La nôtre est celle de l'abondance.

Toutes les sociétés sont de consommation, mais la nôtre est celle de l'abondance, plus que relative. Nous sommes passés, au prix de la longue peine des hommes, d'une économie de subsistance à celle d'offres abondantes et de demandes exigeantes et diversifiées.

Pour parler différemment de la société marchande, il faut :

Le commerce :
une industrie du tertiaire,

-   analyser les mécanismes complexes d'un secteur économique où toutes les entreprises, maintenant, utilisent les techniques les plus sophistiquées et les plus modernes. Petites ou grandes entreprises commerciales, contraintes de se modeler rapidement sur les réalités d'une société technicienne, urbaine, et de haut niveau de vie matérielle, ont adopté des structures et des modes de gestion semblables à ceux qui caractérisent les « entreprises industrielles ». Les PMI du commerce, et du tertiaire en général, n'ont rien à envier aux PMI performantes dans la fabrication des objets manufacturés ;

un miroir de la société.

-   essayer de rechercher les ressorts de la fonction commerciale et ses rapports avec la société.
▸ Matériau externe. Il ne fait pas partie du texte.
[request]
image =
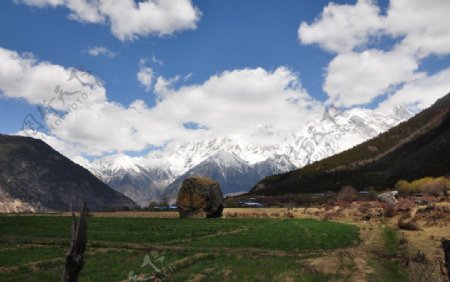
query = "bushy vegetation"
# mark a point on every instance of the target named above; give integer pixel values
(430, 185)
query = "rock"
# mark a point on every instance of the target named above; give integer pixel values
(389, 198)
(200, 197)
(373, 149)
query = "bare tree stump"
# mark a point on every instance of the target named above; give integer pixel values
(446, 247)
(74, 260)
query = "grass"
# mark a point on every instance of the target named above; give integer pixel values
(32, 248)
(388, 269)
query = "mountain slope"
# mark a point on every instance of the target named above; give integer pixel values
(143, 179)
(416, 148)
(233, 173)
(34, 175)
(124, 175)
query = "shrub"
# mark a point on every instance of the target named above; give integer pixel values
(430, 185)
(390, 211)
(347, 194)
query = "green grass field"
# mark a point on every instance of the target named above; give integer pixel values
(32, 248)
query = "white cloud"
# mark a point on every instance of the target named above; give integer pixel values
(358, 74)
(423, 23)
(43, 83)
(100, 51)
(237, 102)
(420, 93)
(128, 19)
(342, 27)
(357, 78)
(145, 75)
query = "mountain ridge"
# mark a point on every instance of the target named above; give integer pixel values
(36, 177)
(396, 154)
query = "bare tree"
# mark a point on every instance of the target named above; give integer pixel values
(75, 259)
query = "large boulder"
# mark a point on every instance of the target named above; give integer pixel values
(200, 197)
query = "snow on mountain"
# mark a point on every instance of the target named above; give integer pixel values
(237, 163)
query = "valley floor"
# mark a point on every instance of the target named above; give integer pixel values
(268, 244)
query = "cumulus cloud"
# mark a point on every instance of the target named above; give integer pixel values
(100, 51)
(422, 24)
(420, 93)
(358, 77)
(359, 73)
(46, 84)
(145, 75)
(128, 19)
(342, 27)
(232, 103)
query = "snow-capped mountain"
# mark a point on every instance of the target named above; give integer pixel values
(125, 175)
(236, 163)
(232, 172)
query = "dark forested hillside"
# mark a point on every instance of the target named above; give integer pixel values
(34, 173)
(416, 148)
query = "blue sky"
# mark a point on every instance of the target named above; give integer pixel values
(234, 35)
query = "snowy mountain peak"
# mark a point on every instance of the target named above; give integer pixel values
(236, 162)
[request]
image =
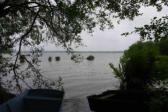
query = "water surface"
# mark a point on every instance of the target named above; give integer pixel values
(81, 79)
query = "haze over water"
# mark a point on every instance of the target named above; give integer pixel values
(81, 79)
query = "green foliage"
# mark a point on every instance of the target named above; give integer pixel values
(57, 58)
(49, 58)
(137, 65)
(156, 30)
(163, 46)
(90, 58)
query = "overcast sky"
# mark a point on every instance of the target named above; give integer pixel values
(111, 40)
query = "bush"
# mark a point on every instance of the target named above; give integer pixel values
(137, 66)
(90, 58)
(57, 58)
(49, 58)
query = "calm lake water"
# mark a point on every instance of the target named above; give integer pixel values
(81, 79)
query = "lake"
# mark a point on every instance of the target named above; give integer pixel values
(81, 79)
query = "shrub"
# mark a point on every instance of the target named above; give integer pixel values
(137, 66)
(90, 58)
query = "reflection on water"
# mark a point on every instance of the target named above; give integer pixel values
(81, 79)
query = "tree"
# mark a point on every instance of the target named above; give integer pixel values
(30, 22)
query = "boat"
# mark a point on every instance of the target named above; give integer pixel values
(35, 100)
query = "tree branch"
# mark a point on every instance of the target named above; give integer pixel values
(19, 51)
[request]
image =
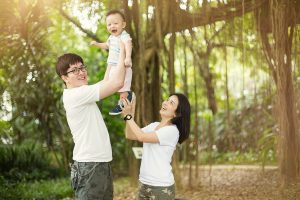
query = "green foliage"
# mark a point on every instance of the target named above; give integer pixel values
(234, 158)
(25, 162)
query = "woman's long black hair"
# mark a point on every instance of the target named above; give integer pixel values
(183, 117)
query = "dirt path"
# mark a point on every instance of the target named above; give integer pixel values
(230, 183)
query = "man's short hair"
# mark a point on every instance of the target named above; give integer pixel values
(112, 12)
(63, 62)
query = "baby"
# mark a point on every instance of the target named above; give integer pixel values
(115, 23)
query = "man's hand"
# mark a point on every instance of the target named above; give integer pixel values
(128, 107)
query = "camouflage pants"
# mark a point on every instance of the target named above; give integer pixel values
(148, 192)
(92, 180)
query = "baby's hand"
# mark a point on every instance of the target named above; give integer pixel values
(128, 62)
(93, 42)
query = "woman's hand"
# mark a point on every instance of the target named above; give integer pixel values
(128, 107)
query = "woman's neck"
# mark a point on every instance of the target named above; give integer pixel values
(165, 122)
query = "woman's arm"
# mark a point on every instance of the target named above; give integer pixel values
(132, 130)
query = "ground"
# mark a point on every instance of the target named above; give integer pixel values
(229, 182)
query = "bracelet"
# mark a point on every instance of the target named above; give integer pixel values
(127, 117)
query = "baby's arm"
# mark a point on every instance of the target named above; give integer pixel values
(106, 75)
(128, 50)
(102, 45)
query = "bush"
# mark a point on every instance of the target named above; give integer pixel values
(25, 162)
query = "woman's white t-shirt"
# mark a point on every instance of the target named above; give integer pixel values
(156, 169)
(90, 135)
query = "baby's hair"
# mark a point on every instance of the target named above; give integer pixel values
(112, 12)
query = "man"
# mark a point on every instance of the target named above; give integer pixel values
(91, 176)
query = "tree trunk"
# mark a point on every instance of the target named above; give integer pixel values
(281, 11)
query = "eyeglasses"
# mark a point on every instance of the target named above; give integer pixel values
(76, 70)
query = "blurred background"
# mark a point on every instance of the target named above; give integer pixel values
(236, 60)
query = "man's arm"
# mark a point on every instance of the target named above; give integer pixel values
(116, 81)
(106, 75)
(102, 45)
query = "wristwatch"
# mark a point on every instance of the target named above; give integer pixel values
(127, 117)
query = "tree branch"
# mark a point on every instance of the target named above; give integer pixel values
(78, 25)
(208, 15)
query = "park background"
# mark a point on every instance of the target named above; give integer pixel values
(236, 60)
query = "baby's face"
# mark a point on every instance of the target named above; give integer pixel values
(115, 24)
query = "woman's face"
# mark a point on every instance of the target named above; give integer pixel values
(169, 107)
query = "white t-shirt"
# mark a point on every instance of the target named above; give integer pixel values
(90, 135)
(114, 47)
(156, 169)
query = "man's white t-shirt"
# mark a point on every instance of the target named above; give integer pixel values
(90, 135)
(156, 169)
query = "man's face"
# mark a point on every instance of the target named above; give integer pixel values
(115, 24)
(76, 76)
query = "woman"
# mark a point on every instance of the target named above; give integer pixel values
(159, 142)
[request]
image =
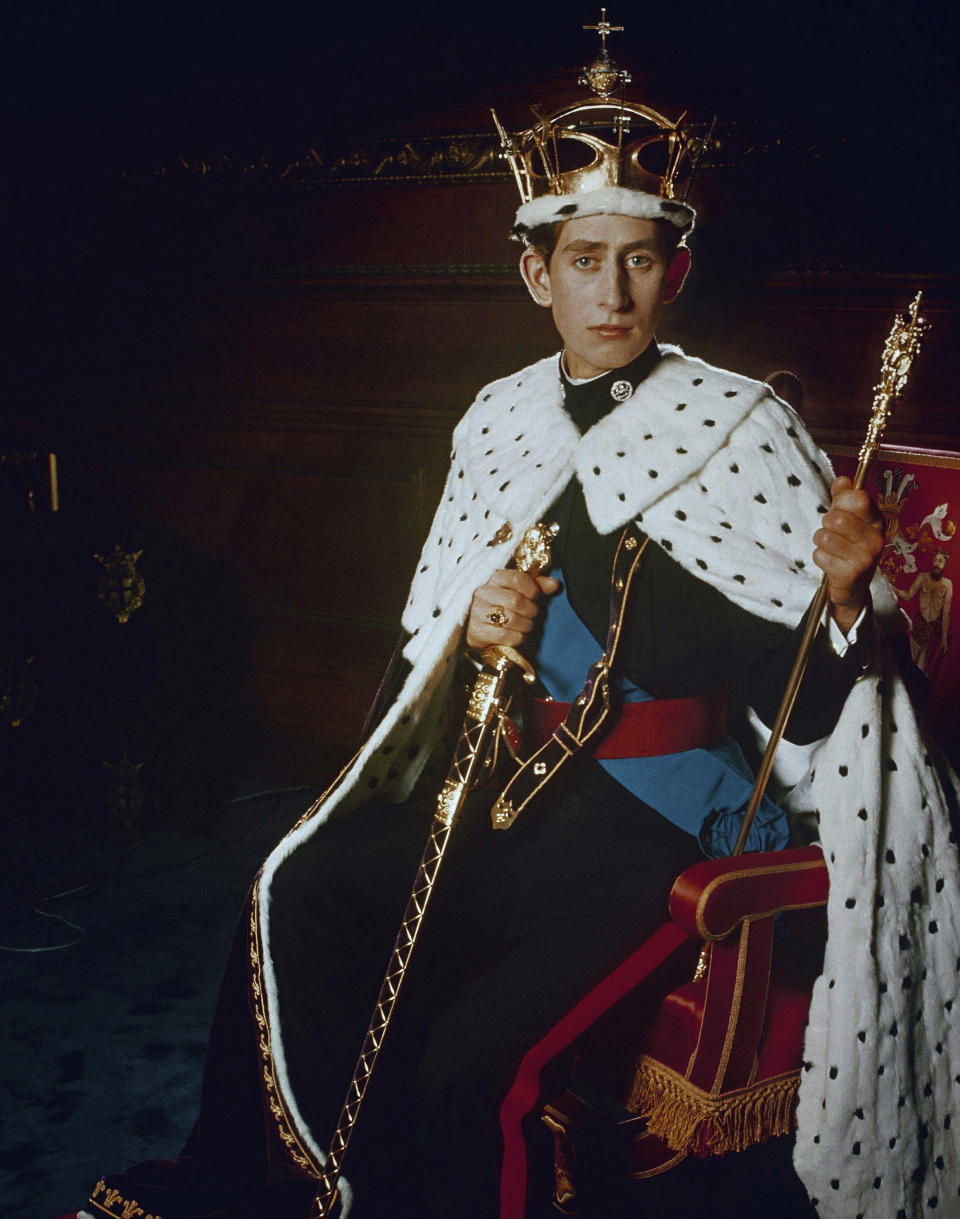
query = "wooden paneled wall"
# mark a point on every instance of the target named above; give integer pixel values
(272, 379)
Le commerce, en effet, est un miroir de la société tout entière, dont les multiples facettes la reflètent et la transforment à la fois, dans l'extraordinaire mélange des formes mobiles de l'échange toujours multiplié.

De l'économie de troc,

Dans la lutte millénaire des sociétés humaines contre la rareté des biens, nécessaires à leur survie et à leur bien-être matériel, la production et l'échange sont des actes liés. Le progrès de l'espèce repose sur le « faire ensemble ». Il demande la complémentarité des individus qui composent le groupe. Il s'accélère par la spécialisation de chacun et l'organisation de tous en un système bien régulé. La mise à disposition des biens, par l'échange, en est une pièce, utile et banale.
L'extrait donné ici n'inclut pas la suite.